Two seasons remain under the current deal between the league and the NFL Players Association, but if the deal is not extended by the end of next year there will be no salary cap in 2007, something the league does not want.
A special negotiating session will be conducted on April 19, Tagliabue announced at the NFL owners meeting in Haiwaii.
"We have to agree upon some new and different approaches to resolve the financial issues that confront all member clubs," Tagliabue said.
Tagliabue hopes the NFL can avoid the labor woes of the National Hockey League, which lost its 2004-2005 season to a labor dispute, and Major League Baseball, which wiped out the 1994 World Series in a labor fight.
The National Basketball Association, which endured a half-season in 1999 thanks to a labor fight, faces the upcoming expiration of its labor deal.
The union wants a greater percentage of all league revenues rather than 65 percent of designated gross revenues, which excludes luxury box, parking and local television income that the union wants included in the revenue figures.

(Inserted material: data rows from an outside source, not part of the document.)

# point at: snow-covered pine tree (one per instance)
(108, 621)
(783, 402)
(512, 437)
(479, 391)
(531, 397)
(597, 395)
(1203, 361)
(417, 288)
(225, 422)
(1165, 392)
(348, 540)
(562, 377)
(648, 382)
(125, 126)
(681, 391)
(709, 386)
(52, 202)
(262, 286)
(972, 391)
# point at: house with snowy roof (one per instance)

Owners are divided as well. Those on high-income clubs lose only about 40 percent of revenues to salaries while some like Indianapolis and Arizona spent nearly 70 percent on salaries and want more money-sharing from well-off clubs.
"We've got a complicated set of new economic issues that we're trying to figure out," Tagliabue said.
"It's obviously the total focus and the top priority," he said.
"No one will like everything that eventually is necessary to produce an extension. Many will have a price to pay on both sides of the table, and there will be unpredictable and unintended consequences," Tagliabue told owners.